PNS = Nerves that extend from the Brain and Spinal Cord. Communication lines
that link all parts of the body.
Functional Classification:
Sensory (afferent) Division:
Nerve fibers that convey impulses to the CNS from the sensory receptors.
Motor (efferent) Division:
Carries impulses from the CNS to effector organs, the muscles and glands.
Subdivisions:
1. Somatic Nervous System- allows us voluntary control of
skeletal muscles.
2. Autonomic Nervous System- Regulates events that are
automatic/involuntary
Nervous Tissue: Structure and Function
Supporting Cells: CNS
Neuroglia (nerve glue): Includes many types of cells that generally
support, insulate, and protect the delicate neurons.

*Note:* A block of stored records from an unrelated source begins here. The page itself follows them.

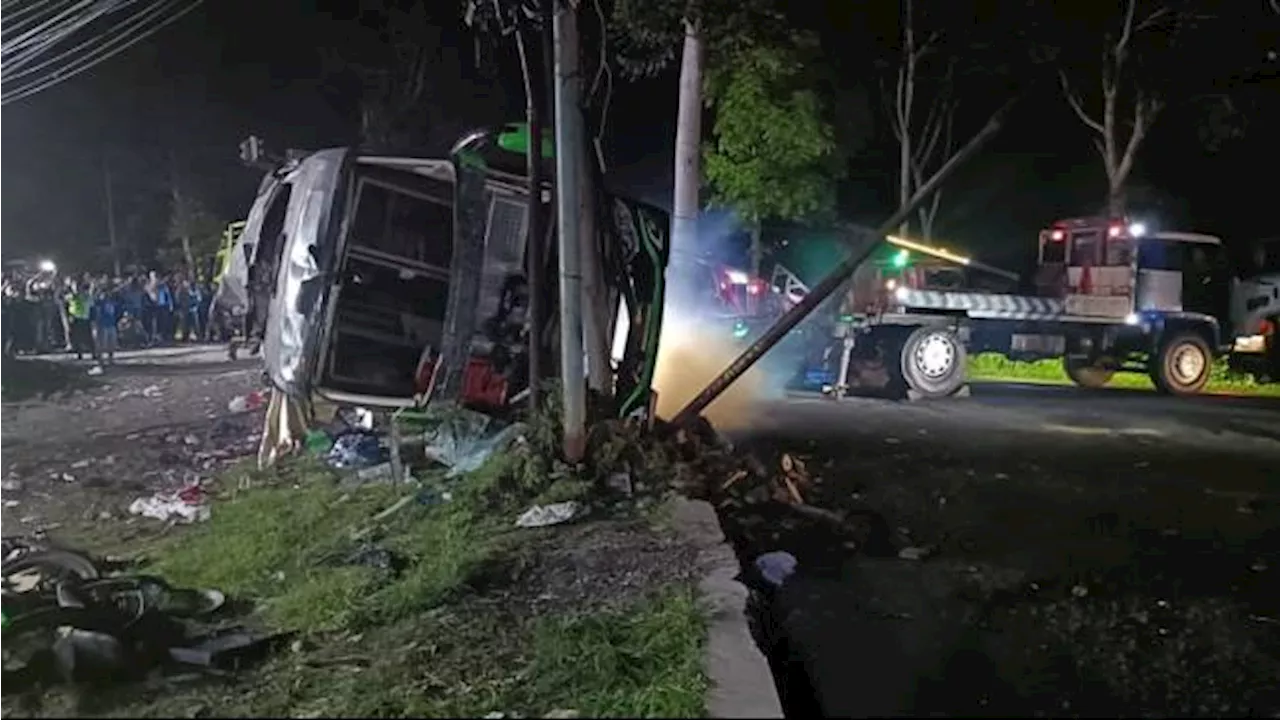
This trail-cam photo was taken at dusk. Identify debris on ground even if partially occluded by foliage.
[412,406,527,478]
[326,430,389,470]
[227,391,266,413]
[755,550,800,588]
[129,483,210,523]
[516,501,579,528]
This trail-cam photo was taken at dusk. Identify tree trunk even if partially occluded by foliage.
[668,22,703,304]
[897,121,911,236]
[577,127,613,395]
[1107,178,1129,218]
[750,220,764,278]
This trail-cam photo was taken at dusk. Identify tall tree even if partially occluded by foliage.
[609,0,787,292]
[704,35,845,272]
[317,0,506,152]
[1055,0,1202,215]
[881,0,956,238]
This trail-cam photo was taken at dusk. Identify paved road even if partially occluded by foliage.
[724,384,1280,716]
[745,383,1280,452]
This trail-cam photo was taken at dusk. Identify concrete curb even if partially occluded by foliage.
[672,498,783,717]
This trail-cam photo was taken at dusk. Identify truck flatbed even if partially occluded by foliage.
[893,287,1124,324]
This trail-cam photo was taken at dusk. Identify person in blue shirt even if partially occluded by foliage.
[90,288,120,365]
[152,278,174,345]
[120,277,151,346]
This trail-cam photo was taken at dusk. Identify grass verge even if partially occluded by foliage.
[0,356,90,402]
[969,352,1280,397]
[57,443,707,717]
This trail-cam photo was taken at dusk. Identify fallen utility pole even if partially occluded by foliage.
[552,0,586,462]
[672,100,1014,425]
[516,19,547,415]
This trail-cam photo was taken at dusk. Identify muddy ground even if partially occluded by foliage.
[0,348,707,716]
[0,347,262,539]
[722,388,1280,716]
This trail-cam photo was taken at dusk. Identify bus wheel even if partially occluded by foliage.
[1062,355,1116,389]
[1149,333,1213,395]
[902,325,968,397]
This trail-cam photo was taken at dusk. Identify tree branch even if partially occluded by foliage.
[1115,95,1162,181]
[1057,70,1106,136]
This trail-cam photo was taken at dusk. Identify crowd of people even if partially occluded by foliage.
[0,269,232,364]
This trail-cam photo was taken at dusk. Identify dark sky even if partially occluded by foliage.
[0,0,1280,271]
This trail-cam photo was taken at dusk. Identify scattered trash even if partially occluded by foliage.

Glia: Different types of neuroglia which have special functions
Astrocytes: star-shaped and accounts for nearly half of the neural
tissue. They have numerous projections with swollen ends that
cling to neurons and anchor them to their nutrient supply.
They form a living barrier between capillaries and neurons and
play a role in making exchanges between them. They pick up
excess ions and recapture released neurotransmitters.
Microglia: spider like phagocytes that dispose of debris (dead
brain cells, bacteria etc.).
Ependymal Cells: Line the cavities of the brain and spinal cord.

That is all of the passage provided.